The cart charts its own track on the sand, occasionally leaning to one side or the other. We pass a row of tents selling camel accessories. Bright blue cushioned saddles, red and yellow bridles, jingling anklets, braids with nylon flowers and pompoms at the end. Cameras start to click from our cart. Some tourists unwisely try to stand up for a better angle but lose balance and fall back in a heap.

The hour-long ride ends in exhilaration. As we alight from the cart, a woman steps towards us. She is dressed in a bright red blouse, long crimson ghagra with sparkling mirror work, and a translucent veil clipped to her hair in an inverted V as if hooding a tiara and flowing down both sides of her face. She has thick white bangles on her upper arms and a riot of ceramic bangles covers her forearms. An oversized silver nose ring dominates her face. She approaches Beatrice, a tourist from Edinburgh, with a winning smile and an offer to apply mehndi. “Only five hundred rupees, madam.” “Two hundred,” bargains Beatrice, and I know she is hooked.

The sun reclines on a spread of scarlet across the western sky. The desert reflects the colour and adds a glow of its own. The curtains come down on a hectic day of business but barely two hundred feet away, a new life is beginning.

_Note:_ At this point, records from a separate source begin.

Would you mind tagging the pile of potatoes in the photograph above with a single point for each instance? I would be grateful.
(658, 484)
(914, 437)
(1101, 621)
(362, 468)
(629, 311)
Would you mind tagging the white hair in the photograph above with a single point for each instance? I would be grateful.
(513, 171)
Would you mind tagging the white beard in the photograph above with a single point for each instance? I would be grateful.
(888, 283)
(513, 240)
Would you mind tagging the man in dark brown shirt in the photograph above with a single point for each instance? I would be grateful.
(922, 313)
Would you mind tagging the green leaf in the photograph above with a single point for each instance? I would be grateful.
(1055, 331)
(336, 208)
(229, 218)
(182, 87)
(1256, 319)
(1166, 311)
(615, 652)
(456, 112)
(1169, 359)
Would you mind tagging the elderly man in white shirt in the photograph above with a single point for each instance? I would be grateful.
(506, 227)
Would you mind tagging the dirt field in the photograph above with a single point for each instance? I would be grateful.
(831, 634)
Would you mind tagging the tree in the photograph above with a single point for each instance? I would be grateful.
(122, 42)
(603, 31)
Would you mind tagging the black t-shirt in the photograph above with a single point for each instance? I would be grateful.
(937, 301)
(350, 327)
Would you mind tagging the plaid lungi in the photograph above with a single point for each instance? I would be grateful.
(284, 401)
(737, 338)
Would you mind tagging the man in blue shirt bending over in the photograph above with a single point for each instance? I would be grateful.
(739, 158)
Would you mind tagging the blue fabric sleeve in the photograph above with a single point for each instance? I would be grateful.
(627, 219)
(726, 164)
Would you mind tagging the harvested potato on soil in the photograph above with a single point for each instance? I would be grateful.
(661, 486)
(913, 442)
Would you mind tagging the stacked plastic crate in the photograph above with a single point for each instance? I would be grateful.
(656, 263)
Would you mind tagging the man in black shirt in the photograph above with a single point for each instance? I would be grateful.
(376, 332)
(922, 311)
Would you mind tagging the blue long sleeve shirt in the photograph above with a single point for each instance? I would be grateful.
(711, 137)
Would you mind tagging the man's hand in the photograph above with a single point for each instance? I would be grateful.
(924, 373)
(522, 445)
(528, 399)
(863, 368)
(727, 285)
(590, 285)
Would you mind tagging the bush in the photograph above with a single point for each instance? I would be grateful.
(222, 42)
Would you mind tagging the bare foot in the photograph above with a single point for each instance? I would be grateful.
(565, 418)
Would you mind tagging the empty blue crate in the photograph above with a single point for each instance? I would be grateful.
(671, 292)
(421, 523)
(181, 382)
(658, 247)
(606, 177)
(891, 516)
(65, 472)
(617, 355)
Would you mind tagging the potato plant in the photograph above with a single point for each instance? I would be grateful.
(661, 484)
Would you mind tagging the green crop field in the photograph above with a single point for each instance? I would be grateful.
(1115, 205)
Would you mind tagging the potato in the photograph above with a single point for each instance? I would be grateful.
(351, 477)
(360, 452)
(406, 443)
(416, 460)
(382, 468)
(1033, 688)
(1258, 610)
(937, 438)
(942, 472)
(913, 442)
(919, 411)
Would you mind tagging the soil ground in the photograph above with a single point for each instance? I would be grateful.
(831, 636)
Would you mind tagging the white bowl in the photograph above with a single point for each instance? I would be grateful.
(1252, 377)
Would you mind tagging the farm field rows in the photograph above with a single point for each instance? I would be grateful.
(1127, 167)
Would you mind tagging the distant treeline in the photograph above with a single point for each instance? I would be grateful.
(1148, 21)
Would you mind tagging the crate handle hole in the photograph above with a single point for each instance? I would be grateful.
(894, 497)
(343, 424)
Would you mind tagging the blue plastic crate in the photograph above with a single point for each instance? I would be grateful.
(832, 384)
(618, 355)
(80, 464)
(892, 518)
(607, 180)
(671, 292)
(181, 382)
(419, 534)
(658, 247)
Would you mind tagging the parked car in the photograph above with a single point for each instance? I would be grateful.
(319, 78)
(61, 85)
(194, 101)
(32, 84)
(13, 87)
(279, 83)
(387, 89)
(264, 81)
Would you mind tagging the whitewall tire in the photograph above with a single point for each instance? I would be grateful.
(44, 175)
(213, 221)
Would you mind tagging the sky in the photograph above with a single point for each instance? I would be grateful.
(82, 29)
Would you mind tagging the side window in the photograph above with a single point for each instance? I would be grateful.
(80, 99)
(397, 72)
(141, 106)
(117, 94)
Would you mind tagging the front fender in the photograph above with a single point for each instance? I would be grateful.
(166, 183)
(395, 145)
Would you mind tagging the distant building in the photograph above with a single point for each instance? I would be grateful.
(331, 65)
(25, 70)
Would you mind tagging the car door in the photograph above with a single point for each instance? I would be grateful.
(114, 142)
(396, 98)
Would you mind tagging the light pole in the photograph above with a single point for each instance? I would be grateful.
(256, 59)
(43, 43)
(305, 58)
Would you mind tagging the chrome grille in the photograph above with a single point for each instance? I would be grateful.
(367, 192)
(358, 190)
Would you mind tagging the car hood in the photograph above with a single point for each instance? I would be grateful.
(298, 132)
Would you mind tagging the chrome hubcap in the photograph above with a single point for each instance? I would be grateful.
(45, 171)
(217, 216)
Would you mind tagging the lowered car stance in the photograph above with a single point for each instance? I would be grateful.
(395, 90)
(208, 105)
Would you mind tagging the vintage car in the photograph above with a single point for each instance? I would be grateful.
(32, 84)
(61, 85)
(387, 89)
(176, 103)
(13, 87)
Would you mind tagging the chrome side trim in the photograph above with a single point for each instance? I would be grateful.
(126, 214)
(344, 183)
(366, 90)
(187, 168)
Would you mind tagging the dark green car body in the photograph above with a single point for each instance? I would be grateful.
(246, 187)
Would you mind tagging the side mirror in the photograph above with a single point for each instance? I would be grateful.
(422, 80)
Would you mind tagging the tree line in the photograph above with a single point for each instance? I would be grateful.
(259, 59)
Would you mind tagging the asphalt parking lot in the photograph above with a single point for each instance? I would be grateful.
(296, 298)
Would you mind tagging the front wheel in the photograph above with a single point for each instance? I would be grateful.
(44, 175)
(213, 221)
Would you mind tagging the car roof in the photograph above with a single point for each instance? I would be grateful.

I squeeze between two hefty men about half way up the amphitheatre. Lights come on and flood the stage. Two drums begin to beat – dra ra ra ra dram dram. A lady announces the evening’s first item, Snake Dance of Rajasthan, by a local folk group.

Cameras start flashing. Beatrice arrives by the third item, her face flushed. She shouts above the music, “Been to the circus and to the magic show… vanishing woman… there,” she points to the large tents beside the Ferris wheel.

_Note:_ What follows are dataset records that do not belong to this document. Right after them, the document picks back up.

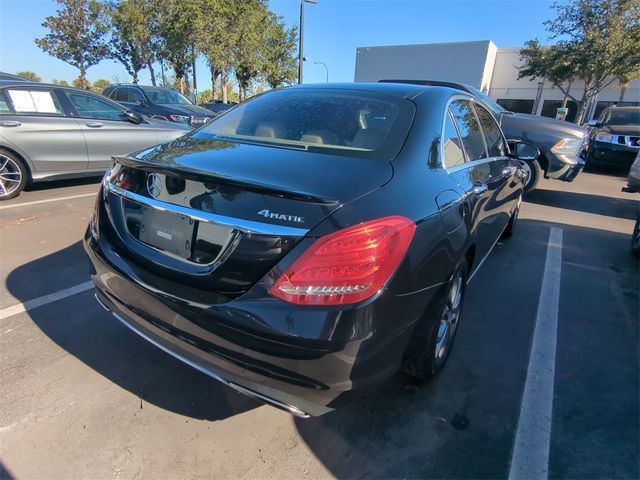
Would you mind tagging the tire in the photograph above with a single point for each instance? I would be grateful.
(535, 174)
(635, 239)
(430, 357)
(13, 175)
(508, 231)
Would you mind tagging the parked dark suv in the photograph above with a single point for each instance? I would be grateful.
(615, 137)
(562, 144)
(161, 103)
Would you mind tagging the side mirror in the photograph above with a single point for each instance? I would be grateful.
(523, 150)
(133, 117)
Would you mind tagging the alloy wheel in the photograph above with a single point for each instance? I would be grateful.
(450, 318)
(10, 176)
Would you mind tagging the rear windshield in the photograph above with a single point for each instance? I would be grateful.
(340, 122)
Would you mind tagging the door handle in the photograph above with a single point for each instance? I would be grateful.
(507, 171)
(479, 189)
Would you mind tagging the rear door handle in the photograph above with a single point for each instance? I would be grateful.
(10, 123)
(479, 189)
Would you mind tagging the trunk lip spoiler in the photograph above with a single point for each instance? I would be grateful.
(247, 226)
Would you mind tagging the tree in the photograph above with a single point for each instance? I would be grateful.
(99, 85)
(81, 82)
(179, 21)
(280, 53)
(29, 75)
(132, 38)
(597, 41)
(77, 34)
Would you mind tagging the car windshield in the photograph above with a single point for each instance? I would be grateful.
(166, 96)
(624, 117)
(490, 102)
(336, 121)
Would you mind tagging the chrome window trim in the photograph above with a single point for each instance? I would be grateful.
(247, 226)
(466, 164)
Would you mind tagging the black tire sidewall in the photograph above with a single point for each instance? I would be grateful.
(23, 171)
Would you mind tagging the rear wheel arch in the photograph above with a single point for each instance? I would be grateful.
(27, 163)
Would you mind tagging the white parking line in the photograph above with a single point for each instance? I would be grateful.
(36, 202)
(530, 457)
(44, 300)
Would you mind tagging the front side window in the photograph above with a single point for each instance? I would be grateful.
(469, 129)
(492, 134)
(35, 101)
(135, 96)
(166, 96)
(335, 121)
(4, 105)
(451, 144)
(89, 106)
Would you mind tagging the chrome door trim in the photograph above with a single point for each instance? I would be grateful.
(247, 226)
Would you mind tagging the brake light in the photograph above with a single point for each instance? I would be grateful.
(347, 266)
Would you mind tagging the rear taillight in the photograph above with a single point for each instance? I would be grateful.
(347, 266)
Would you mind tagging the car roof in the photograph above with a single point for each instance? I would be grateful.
(623, 108)
(406, 90)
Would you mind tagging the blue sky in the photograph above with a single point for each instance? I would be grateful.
(333, 31)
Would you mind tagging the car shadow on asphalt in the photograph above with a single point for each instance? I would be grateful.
(83, 329)
(586, 202)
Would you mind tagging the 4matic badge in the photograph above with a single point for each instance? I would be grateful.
(280, 216)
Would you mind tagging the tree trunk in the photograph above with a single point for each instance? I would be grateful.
(623, 90)
(223, 86)
(151, 72)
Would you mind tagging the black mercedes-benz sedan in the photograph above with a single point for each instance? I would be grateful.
(312, 241)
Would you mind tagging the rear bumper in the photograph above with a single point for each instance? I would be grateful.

“It also has that yummy, spicy, crisp thing… forget what it’s called,” she says with an apologetic grin. I reckon it’s chaat she is referring to. The other side of the fairground is glowing with the lights of food stalls selling chaats, chilli-stuffed vadas, bhajis, sweets and ice-creams.

Shops line both sides of the street that leads from the town to the famous Pushkar Lake. Rajasthani village women in dazzling saris, their face covered by extended ghunghats (veil), crowd the shops selling bangles and metal jewellery. Rubbing shoulders with them are women from all the continents of the world. I marvel at the Rajasthani men, resplendent in red and orange tie-dye turbans and proud moustaches.

It is past 11 when I finally slip inside my air-conditioned tent. Camels drift in and out of my vision. The golden sand still beckons. Was the day a Dali painting?

A smatter of Nordic dialect wafts in. The Swedish group is grabbing a last drink before the bar closes. But I need to sleep. Tomorrow promises to be the day I might surprise myself. And buy a camel.